Pg. 34: “Comprehensive estate renewal is proposed for both Northumberland Park and Love Lane which includes a programme to deliver better mix of social housing, tailored to meet residents housing needs, particularly for affordable family housing, alongside a mix of market, private rented and intermediate housing, providing for a substantial increase of 3,850 net new homes within this neighbourhood.”
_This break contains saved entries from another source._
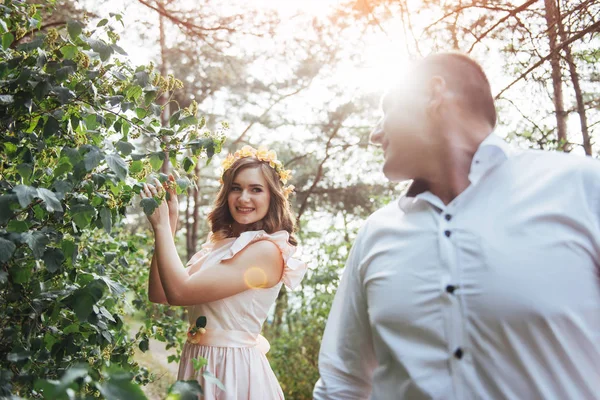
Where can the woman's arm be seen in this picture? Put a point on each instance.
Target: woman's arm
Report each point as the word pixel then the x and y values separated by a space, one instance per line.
pixel 156 293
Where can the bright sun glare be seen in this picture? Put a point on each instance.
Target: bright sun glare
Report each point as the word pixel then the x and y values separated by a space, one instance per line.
pixel 385 55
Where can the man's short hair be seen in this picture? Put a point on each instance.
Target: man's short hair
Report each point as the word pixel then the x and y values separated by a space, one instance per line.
pixel 465 76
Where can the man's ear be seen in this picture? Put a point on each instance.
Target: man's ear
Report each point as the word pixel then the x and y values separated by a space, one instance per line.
pixel 436 92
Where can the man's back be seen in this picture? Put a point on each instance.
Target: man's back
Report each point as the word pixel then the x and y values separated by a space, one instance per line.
pixel 496 295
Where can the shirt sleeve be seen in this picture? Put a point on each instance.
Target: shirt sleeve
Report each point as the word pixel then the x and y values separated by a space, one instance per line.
pixel 591 191
pixel 347 358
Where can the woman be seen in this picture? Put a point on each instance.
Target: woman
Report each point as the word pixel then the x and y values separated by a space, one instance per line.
pixel 230 285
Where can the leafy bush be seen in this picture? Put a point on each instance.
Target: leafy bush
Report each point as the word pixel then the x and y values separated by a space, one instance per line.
pixel 75 118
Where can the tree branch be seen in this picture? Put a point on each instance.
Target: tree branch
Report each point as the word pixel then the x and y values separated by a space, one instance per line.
pixel 592 28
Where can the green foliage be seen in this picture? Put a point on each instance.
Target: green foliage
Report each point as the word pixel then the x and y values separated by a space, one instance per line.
pixel 296 342
pixel 72 116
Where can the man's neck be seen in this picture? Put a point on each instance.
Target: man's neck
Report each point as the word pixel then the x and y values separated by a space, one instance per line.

This document should state that existing locals do not want to lose their homes. Improve their living conditions but don’t take away their homes. This document should also say that Park Lane has empty shops and buildings – it’s been that way for some time. These stats should be used to draw improvements and real solutions like community building, more green spaces, dedicated art, refurbishments and plenty of other ideas we can all think about. Maintaining our buildings and living conditions should be first on that list. I would also add healthcare at the top. We need more surgeries and health centres now, not when most of the existing communities have been moved out. We need advice on education. We have broken bus shelters, broken street lights, broken block doors, unkempt roads, old pipes, overflowing bins. We have empty buildings, shops, epic spaces all left empty, dusty and rotting while many locals are homeless. Why have these spaces not been given to existing groups in the area? Why are we not making use of these spaces to help build and nourish the different communities we have? What is keeping us from asking for it? How can a community with needs go unheard and overlooked?
The V&A has an excellent exhibition on at the moment entitled, You Say You Want a Revolution? Records and Rebels 1966 – 70, it’s on from 10 September – 26 February 2017. The protest and political activism space is my favourite part of the exhibition – it demonstrates the reach when groups speak up. It charts how many in the late 1960s shouted about their growing issues and used videos, art and music to express their position. The videos in protest of the Vietnam War and the music celebrating feminism have both stayed with me. Even the fashion, music and club culture areas are fun. Although very glossy and colourful, the spaces still highlight how passionate communities can drive contemporary culture, make changes and push us forward. It is well curated and builds a great sense of what it might have felt like to be part of a movement heard all over the world.
In the book Estates, Lynsey Hanley explores how “boxes” built for the working class are often designed to keep them there. She clearly and carefully explains how. If a system of housing the working class, all in one place, has proven not to work, why repeat it over and over again? Especially when uprooted from a place they call home – a place they have built a community – and then rehousing them without any structures or resources to help. Why should their homes be taken from them when the land is suddenly deemed profitable? There are moments in this book when I want to hug someone or cry, purely because I am so grateful that she writes and admits, with complete honesty, the things that only someone who grew up in an estate would understand. Knowing all the things we love and hate about estates, we still ask to keep them.
Here is a brilliant end to her introduction:
“There is always a voice inside, telling me to be grateful that affordable housing for those in need exists at all. A second, idealist voice responds by saying that there shouldn’t be anyone living in need in the first place. A third grinds it’s teeth at the idea that, today, ‘affordable housing’ usually means a plasterboard box next to an electric generator two miles from the nearest bus stop. A fourth wonders aloud whether I am not, in fact, completely delusional. And so on. A multitude of conflicting voices say one thing and then another, but even that chorus cannot drown out the conviction that working class people are not rabbits, but people, and as such should not be housed in hutches away from the higher, richer orders.”
Let’s speak up to save estates built for a purpose – to house those who need it most.